NEGRAM, s. m. Nom propre d’une ville de l’Arabie heureuse, située dans la principauté de Fartach, à soixante lieues de la ville de ce nom, du côté du nord. Negra. Maty. Voyez aussi Etienne de Bizance.

NÈGRE, ESSE. s. m. Nom de peuple, habitant, originaire de la Nigritie. Æthiops, Nigra, Nigrita. Le nom de Nègre n’est pas aujourd’hui synonyme d’Éthiopien, comme il le pourroit être en parlant de l’Antiquité. L’Éthiopie ne s’étend pas autant que la Nigritie. Nous n’appelons Éthiopiens que les peuples qui sont au midi de l’Égypte, et au levant des Nègres.
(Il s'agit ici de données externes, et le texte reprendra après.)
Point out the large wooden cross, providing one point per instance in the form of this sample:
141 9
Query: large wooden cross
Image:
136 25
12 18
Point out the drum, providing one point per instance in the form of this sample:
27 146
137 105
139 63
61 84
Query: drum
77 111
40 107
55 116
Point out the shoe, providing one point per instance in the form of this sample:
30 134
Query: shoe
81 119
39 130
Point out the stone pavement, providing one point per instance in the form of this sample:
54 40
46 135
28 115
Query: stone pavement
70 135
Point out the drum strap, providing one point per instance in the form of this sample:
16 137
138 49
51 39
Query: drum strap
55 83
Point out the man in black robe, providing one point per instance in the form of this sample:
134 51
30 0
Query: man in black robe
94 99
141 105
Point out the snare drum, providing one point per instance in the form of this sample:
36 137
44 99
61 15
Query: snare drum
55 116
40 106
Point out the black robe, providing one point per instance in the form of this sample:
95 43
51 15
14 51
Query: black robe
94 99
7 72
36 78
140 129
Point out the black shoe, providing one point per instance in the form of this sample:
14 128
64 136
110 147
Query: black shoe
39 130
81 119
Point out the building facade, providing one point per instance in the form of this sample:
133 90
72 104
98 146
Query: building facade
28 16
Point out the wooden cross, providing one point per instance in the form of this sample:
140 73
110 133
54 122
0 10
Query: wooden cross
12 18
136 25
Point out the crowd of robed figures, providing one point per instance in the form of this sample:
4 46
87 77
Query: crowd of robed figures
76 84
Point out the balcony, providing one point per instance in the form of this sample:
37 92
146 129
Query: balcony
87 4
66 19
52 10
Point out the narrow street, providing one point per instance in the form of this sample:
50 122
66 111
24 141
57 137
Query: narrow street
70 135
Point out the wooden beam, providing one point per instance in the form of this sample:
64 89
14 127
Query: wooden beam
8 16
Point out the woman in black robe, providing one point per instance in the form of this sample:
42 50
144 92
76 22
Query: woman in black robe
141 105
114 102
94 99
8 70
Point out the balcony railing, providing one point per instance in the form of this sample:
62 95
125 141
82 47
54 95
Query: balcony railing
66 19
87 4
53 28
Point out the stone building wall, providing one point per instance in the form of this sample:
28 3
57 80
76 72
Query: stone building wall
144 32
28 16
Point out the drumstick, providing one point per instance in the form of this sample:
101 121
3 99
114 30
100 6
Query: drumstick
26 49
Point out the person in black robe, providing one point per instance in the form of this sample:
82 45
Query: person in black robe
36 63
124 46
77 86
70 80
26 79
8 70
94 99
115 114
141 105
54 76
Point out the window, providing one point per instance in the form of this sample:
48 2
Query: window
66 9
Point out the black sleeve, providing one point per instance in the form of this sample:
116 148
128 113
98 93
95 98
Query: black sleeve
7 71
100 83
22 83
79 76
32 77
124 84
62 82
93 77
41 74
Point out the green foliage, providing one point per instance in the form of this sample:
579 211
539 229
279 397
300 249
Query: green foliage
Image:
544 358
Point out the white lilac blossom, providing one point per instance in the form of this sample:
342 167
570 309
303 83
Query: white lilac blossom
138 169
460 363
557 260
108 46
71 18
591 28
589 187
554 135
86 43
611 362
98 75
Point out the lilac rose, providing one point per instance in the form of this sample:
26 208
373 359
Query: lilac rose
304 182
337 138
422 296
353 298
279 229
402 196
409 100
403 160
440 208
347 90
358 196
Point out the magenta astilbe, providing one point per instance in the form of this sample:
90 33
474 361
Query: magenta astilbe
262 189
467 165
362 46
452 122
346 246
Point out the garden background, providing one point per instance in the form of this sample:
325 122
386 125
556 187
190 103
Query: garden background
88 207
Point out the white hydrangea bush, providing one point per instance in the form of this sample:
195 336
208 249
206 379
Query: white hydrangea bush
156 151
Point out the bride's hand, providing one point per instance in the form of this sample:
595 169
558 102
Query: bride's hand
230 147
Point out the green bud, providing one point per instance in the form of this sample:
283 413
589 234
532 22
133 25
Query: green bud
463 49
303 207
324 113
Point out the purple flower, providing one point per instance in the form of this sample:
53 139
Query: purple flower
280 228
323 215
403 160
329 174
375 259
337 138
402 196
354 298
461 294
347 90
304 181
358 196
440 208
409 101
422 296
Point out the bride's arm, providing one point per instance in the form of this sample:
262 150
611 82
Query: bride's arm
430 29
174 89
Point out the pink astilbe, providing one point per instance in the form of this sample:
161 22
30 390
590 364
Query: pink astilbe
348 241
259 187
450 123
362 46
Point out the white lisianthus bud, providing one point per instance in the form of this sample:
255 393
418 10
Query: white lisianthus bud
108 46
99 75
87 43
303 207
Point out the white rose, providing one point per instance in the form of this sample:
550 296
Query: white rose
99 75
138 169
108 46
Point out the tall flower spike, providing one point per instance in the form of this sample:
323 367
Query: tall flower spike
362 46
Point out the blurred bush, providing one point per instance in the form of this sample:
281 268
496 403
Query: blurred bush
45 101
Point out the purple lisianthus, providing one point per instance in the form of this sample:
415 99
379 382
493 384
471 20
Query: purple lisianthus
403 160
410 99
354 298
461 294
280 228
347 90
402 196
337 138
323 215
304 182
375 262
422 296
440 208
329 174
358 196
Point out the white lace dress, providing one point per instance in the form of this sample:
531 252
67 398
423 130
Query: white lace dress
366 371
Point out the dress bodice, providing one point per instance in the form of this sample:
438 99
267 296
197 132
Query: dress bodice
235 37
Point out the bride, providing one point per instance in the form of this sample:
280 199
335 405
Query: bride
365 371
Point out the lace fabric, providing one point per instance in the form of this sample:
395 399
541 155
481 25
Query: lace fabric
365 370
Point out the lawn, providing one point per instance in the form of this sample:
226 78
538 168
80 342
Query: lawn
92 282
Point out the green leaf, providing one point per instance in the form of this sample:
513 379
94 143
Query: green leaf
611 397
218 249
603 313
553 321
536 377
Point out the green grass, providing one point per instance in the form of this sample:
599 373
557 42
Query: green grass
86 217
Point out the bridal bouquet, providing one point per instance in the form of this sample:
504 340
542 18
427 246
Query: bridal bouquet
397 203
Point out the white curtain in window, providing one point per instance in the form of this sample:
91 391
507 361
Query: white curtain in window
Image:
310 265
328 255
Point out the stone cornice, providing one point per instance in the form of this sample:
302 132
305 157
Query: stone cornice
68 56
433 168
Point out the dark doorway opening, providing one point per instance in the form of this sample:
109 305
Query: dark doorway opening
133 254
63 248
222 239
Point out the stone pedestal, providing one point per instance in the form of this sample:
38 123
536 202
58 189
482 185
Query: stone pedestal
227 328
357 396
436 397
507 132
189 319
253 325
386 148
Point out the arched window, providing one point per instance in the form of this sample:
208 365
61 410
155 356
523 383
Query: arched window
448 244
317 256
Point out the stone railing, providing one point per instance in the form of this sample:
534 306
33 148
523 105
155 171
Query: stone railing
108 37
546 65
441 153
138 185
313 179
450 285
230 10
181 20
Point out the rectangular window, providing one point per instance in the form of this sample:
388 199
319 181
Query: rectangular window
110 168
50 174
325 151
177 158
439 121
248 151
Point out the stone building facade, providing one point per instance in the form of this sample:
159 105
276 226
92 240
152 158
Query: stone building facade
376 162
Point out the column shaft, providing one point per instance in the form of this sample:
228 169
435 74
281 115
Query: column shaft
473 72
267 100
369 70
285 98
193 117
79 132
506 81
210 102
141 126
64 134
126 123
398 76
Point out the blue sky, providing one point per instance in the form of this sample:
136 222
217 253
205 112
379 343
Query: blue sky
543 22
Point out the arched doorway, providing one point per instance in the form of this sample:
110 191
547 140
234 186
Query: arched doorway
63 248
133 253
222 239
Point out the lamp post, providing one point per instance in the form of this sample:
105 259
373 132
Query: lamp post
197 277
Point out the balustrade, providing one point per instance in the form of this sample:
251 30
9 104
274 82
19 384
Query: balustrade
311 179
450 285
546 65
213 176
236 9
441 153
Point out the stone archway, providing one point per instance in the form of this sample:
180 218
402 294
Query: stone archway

Les Nègres vendent aux Espagnols, aux Portugais et aux Hollandois, non-seulement ceux de leurs voisins qu’ils peuvent attraper, mais quelquefois leurs propres femmes et leurs enfans. Ils sont noirs, mais plus vers le midi du Niger, que vers le nord ; ils passent pour robustes, mais ignorans, lâches, et paresseux, et moins farouches que les peuples de la Barbarie, du Bilédulgérid et du Zaara. La plupart suivent le Mahométisme, les autres sont païens ; il y en a même qui n’ont presque aucun sentiment de religion. Au Pérou, il est expressément défendu aux Noirs et aux Nègresses d’avoir aucune communication personnelle avec les Indiens et les Indiennes, sous peine aux mâles d’être mutilés des parties naturelles, et aux Nègresses d’être rigoureusement fustigées. Frézier.

L’île des Nègres. C’est le nom de l’une des Philippines. Nigrorum insula.

Le Pays des Nègres. Voyez Nigritie.

Nègre s. m. Voyez Négœil.

Nègres, se dit aussi de ces esclaves noirs, qu’on tire de la côte d’Afrique, & qu’on vend dans les îles de l’Amérique pour la culture du pays, & dans la Terre-ferme pour travailler aux mines, aux sucreries, &c. Nigrita.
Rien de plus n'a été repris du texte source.